While Hilden has retired from politics and avoids questions about the current political landscape – for example the government’s failure to earmark a portion of women’s maternity leave for men – she remains committed to gender equality. In April, she published her latest book, 99 Pink Elephants, which profiles 99 noteworthy and exceptional women. Not coincidentally, it was the 90th anniversary of the appointment of Nina Bang as the world’s first female government minister.
Hilden can thank Bodil Nyboe Andersen, former president of the Red Cross in Denmark, for the title. When Andersen was appointed managing director of the bank Andelsbanken in 1984, she said she felt she stood out “like a pink elephant” among the world’s financial leaders. Hardly surprising, given that she was the first woman to occupy such a lofty post in a Danish financial institution.
The book is only the beginning of Hilden’s campaign to provoke a debate about the role of women in society. Over the next year she will host a number of talks and debates, culminating with the naming of the 100th pink elephant on March 8 next year, which is International Women’s Day. Next year also marks the 100th anniversary of the constitutional change that granted women the vote in Denmark.
“I want to get in touch with people and talk about our evolution and history and how have arrived at where we are today, in a country with a female monarch and prime minister.

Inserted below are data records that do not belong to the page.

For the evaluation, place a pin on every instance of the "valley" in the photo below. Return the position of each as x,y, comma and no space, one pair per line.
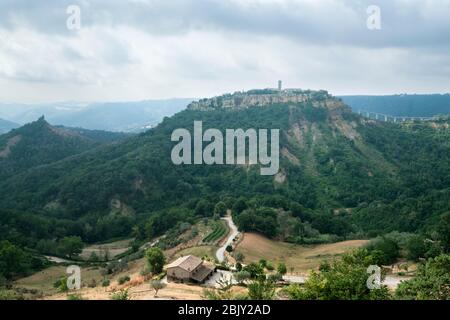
351,192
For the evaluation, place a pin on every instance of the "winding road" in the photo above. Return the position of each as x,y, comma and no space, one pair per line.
220,254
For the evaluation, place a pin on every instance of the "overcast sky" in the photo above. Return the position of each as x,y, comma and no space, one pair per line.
151,49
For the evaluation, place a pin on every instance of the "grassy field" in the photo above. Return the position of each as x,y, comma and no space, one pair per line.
111,249
219,231
43,281
201,251
301,258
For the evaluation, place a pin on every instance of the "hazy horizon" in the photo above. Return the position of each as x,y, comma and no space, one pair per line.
140,49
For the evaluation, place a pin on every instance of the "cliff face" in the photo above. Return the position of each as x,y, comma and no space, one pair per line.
260,98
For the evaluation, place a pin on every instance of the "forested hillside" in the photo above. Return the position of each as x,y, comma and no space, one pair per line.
6,126
341,177
416,105
39,143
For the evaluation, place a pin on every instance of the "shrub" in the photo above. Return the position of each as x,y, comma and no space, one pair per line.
105,283
124,279
120,295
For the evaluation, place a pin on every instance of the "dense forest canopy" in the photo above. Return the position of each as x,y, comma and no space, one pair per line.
341,177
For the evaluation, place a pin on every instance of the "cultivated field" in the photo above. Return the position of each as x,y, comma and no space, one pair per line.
301,258
112,249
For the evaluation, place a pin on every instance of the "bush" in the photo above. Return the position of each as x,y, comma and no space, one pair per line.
92,283
385,250
432,281
106,283
124,279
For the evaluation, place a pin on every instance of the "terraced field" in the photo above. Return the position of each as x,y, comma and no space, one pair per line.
219,231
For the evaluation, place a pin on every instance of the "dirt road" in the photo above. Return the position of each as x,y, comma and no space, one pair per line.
220,254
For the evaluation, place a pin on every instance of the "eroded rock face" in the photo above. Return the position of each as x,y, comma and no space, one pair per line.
258,98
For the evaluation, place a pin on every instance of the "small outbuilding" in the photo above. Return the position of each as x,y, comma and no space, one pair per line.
189,269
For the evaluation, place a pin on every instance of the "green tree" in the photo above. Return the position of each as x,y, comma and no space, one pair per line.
432,281
70,246
155,259
444,231
416,248
342,280
157,285
261,289
255,270
220,209
13,260
388,250
242,276
281,269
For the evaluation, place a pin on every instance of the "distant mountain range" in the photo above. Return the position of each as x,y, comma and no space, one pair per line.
142,115
39,143
416,105
118,116
6,126
340,176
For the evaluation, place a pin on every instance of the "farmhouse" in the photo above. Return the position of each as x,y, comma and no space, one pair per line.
189,269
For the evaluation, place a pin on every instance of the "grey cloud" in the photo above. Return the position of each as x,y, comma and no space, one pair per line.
412,23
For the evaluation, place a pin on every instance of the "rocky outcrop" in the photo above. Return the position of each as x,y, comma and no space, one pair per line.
260,98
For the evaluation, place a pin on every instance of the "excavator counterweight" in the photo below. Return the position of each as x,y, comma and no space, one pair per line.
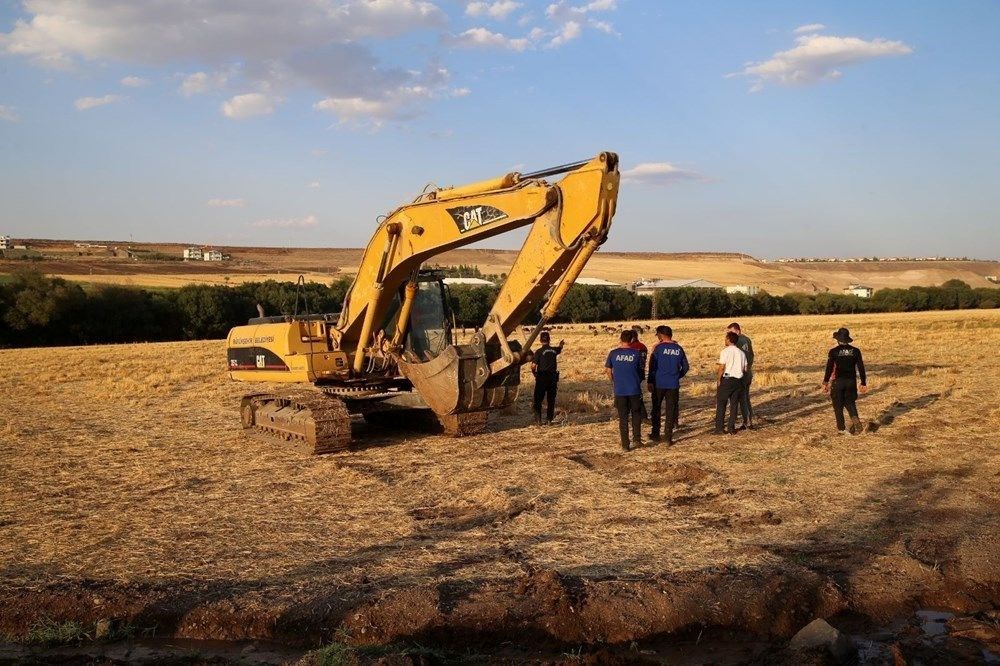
392,346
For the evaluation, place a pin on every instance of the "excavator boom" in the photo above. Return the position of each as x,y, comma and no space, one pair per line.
371,349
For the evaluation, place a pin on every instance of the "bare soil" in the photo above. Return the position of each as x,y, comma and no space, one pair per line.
129,494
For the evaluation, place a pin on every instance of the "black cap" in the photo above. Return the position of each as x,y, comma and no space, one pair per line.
842,335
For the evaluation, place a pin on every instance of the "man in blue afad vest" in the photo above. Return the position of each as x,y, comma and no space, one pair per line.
544,366
667,364
624,366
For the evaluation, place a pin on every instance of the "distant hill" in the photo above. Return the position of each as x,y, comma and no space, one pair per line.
101,263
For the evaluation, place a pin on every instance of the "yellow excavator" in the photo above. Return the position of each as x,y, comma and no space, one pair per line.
392,346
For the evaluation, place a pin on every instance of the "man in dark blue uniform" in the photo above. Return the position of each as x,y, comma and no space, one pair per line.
843,367
624,366
545,368
667,364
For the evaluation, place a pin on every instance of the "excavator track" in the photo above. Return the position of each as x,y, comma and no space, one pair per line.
308,419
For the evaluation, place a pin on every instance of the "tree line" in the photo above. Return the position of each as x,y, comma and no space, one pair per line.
36,310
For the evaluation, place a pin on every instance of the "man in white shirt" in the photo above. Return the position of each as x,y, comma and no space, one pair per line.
732,364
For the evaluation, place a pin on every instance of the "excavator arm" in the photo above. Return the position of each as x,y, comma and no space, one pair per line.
569,221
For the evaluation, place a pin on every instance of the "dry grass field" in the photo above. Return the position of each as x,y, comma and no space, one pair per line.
323,264
128,490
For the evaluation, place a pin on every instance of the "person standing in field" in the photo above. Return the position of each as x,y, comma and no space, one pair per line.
744,343
624,368
544,366
667,365
732,364
643,350
843,367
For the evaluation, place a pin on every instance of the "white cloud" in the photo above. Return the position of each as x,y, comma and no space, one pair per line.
569,31
161,32
498,10
249,105
658,173
307,222
808,28
816,58
562,8
483,38
269,47
202,82
134,82
85,103
603,26
7,113
400,103
569,21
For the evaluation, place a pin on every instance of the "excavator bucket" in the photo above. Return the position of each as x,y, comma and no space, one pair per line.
458,381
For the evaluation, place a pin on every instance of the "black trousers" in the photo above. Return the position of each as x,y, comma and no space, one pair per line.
546,384
672,399
844,394
629,409
746,410
728,392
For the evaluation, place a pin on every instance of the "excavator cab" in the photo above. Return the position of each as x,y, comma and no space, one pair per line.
430,330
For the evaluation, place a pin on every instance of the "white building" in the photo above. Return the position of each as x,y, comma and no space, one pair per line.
860,291
598,282
650,287
475,282
748,289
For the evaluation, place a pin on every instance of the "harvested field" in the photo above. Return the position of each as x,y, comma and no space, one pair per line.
128,492
64,259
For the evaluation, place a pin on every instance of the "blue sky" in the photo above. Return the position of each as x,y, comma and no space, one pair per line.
778,128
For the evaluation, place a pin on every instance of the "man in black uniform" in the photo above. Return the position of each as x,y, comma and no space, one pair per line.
843,366
544,367
744,343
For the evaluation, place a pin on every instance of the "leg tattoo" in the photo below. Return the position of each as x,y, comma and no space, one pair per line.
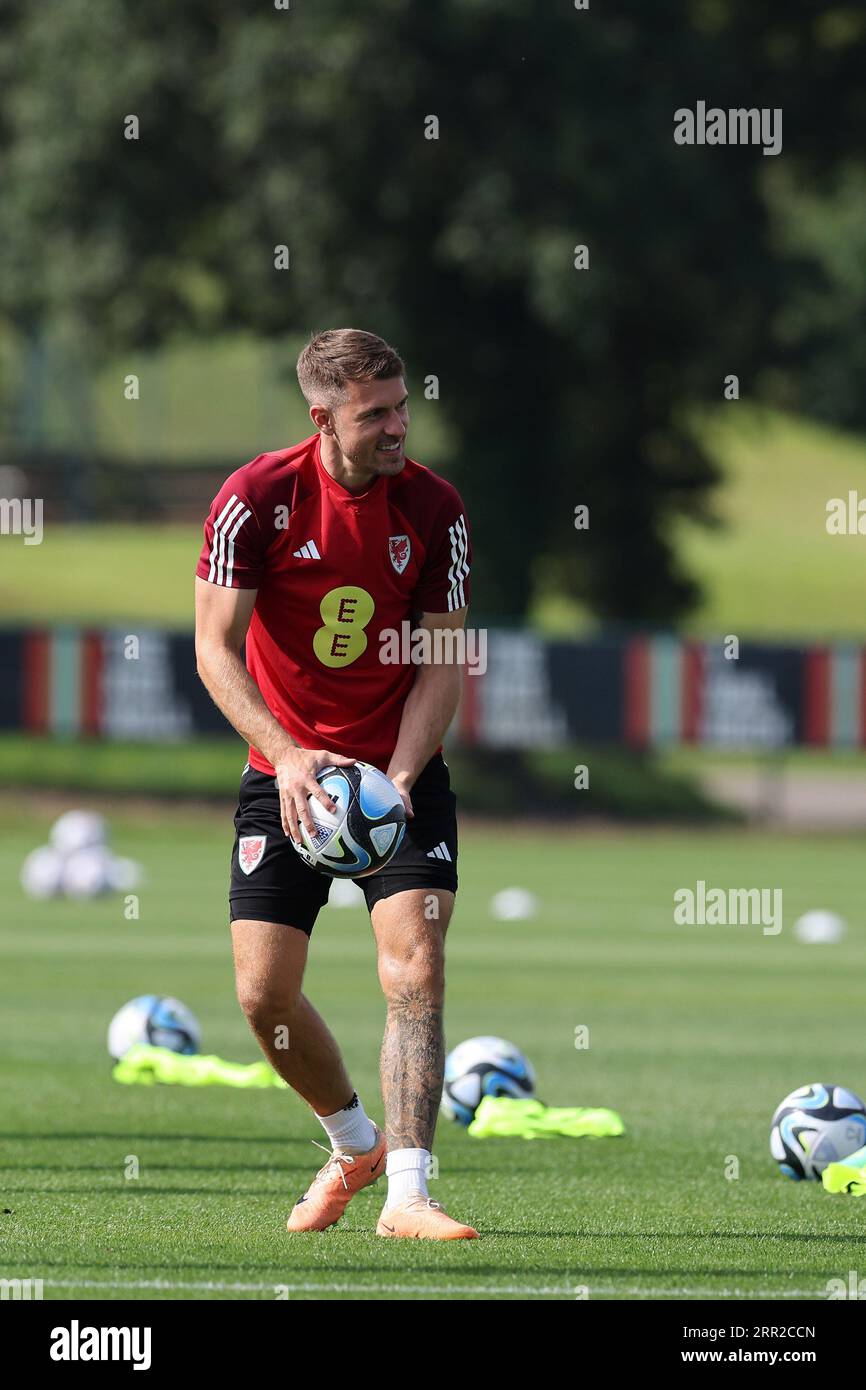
413,1066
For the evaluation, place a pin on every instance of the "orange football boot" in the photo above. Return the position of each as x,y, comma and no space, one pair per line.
423,1218
335,1184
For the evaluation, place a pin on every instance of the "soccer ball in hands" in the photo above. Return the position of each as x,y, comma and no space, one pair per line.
154,1019
484,1066
813,1126
366,829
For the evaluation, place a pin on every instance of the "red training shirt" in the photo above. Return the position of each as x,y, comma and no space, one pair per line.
334,570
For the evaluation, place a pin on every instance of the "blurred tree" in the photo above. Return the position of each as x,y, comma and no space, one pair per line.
306,127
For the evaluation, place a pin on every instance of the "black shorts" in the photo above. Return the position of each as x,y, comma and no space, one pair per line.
281,887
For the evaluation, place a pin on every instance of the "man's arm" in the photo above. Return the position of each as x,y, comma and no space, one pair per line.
223,617
430,708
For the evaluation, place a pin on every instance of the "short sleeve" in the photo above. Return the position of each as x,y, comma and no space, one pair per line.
232,553
444,583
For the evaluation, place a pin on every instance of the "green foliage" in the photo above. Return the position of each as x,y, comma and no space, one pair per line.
560,387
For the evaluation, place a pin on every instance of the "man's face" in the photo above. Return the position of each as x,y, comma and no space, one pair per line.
370,426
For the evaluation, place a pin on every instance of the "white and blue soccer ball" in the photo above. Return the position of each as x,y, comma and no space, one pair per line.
154,1019
484,1066
42,873
363,833
813,1126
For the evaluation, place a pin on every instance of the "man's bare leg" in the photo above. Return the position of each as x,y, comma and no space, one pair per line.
410,941
270,962
410,937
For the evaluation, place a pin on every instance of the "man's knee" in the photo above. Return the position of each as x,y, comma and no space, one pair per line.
266,1004
413,976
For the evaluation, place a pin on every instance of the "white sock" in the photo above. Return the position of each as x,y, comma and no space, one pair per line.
406,1171
350,1130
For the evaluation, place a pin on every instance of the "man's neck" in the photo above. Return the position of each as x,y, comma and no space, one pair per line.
342,470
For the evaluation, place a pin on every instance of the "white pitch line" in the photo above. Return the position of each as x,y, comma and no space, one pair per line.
211,1286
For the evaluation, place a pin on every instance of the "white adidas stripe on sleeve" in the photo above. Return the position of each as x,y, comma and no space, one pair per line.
223,549
459,565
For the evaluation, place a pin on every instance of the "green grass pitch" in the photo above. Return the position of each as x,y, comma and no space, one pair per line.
695,1034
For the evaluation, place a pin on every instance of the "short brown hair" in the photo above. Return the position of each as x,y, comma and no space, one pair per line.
341,355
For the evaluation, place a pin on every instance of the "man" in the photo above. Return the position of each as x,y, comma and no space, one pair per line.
309,555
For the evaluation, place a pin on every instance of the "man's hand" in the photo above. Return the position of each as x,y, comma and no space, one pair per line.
296,770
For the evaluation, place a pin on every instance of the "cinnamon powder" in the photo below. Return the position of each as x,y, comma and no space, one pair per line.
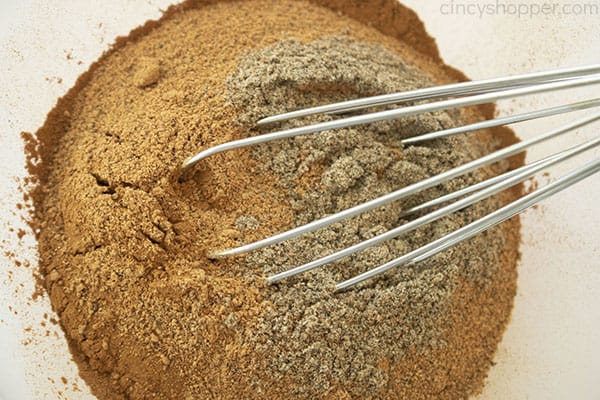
123,239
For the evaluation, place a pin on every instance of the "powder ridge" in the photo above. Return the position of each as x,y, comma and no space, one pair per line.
332,339
123,237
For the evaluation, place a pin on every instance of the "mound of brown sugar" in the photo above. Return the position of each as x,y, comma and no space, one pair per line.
123,237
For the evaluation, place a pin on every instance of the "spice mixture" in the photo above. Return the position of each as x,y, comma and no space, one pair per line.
124,237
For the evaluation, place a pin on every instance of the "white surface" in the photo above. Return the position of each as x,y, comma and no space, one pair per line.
551,349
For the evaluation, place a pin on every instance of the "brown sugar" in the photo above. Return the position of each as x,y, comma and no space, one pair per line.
123,237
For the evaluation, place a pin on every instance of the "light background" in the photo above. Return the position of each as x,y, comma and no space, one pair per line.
551,349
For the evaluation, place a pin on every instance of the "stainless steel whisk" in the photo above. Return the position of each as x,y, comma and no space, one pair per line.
440,98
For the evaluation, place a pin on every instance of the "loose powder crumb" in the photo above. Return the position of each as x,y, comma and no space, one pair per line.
123,237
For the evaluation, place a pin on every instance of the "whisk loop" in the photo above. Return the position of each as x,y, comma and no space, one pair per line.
452,96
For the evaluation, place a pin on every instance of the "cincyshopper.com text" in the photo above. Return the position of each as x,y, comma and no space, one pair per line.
521,10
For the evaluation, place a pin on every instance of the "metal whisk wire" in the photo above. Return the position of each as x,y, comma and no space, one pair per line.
453,96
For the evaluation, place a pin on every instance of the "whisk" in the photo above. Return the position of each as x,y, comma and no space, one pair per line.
428,100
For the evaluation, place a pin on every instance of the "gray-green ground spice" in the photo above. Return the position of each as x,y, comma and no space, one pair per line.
322,338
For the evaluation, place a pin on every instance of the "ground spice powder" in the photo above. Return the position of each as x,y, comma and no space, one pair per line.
123,237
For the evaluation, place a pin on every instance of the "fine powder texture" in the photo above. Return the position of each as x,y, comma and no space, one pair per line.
308,329
124,237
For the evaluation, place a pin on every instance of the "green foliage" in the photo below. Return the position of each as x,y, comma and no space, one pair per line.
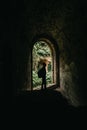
40,50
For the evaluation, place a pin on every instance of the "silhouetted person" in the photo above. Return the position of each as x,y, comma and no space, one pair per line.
43,71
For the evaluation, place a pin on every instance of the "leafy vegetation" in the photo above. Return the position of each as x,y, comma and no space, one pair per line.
40,50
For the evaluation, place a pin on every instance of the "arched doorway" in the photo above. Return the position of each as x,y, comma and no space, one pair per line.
53,65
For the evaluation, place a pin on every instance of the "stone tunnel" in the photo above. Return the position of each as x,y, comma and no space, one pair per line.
60,23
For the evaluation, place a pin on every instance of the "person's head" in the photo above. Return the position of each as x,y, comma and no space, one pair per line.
44,64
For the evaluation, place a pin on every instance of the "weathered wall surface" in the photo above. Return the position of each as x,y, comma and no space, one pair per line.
65,21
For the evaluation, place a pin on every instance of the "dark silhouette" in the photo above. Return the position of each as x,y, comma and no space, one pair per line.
43,86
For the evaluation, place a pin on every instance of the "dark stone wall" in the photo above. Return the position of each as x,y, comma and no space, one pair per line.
65,21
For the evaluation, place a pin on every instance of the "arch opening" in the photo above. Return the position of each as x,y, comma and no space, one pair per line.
44,50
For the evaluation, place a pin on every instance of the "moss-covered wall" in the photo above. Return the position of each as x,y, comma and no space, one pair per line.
65,21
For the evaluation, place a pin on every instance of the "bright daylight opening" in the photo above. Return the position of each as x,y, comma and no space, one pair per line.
41,54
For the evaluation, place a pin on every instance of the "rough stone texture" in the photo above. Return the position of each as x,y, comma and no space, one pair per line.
65,21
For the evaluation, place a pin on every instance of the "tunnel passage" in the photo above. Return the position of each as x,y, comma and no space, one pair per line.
54,55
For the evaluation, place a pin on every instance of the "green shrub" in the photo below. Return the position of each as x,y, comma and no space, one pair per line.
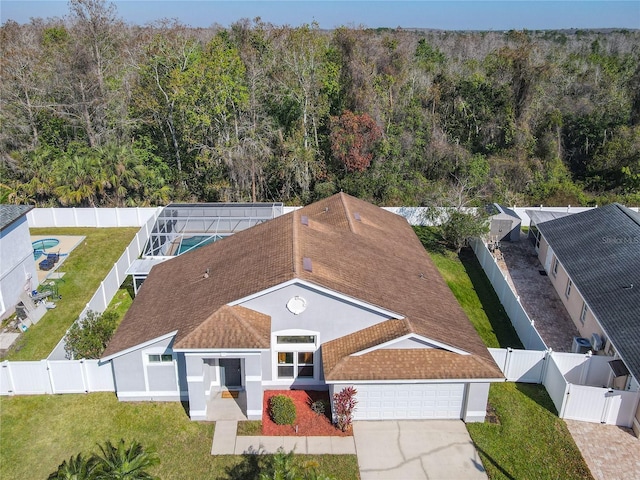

But we also need to ask ourselves which direction we are going. We are in constant motion and should never be content. There will always be something to fight for. Society moves and the questions and answers move with it.”
Women have an especially strong presence in Danish politics, and now account for 39 percent of members of parliament – the seventh-highest representation in the EU. All but two of the eight major political parties have been led by a woman in the past decade. But Hilden argues that the reason women succeed in politics illustrates why they aren’t nearly as successful in filling top positions in the private sector and academia.
“People want women in parliament and vote for them. But professors and industry leaders are appointed, and therein lies the problem. What we end up with is men appointing men. Men don’t want to give up the power and simply end up appointing each other,” she argues.
She has supported implementing gender quotas for women in boardrooms in the past, something Norway implemented in 2003, but found the debate spun in circles without ever really addressing the issue. Instead, she now proposes that nominating committees be made up of both men and women, in order to encourage a broader range of candidates for consideration.
“Men and women feel differently. We are equal, but I think we see society differently, and because of that you need both genders in leading roles, both in the public and private sector.”
Hilden’s message is that while many structural barriers blocking women’s success have been broken down, there is still much more that can be done. And if we can find these ways to support women and elevate more into positions of power, she believes society as a whole will be better off.
“The generation of women before me were born during the First World War and weren’t that educated. They wanted power, but society wasn’t ready. Then my generation, the baby boomers, arrived and simply demanded power in society. We may have succeeded, but we now need to tell our daughters to continue the work, because there are new questions waiting for them.”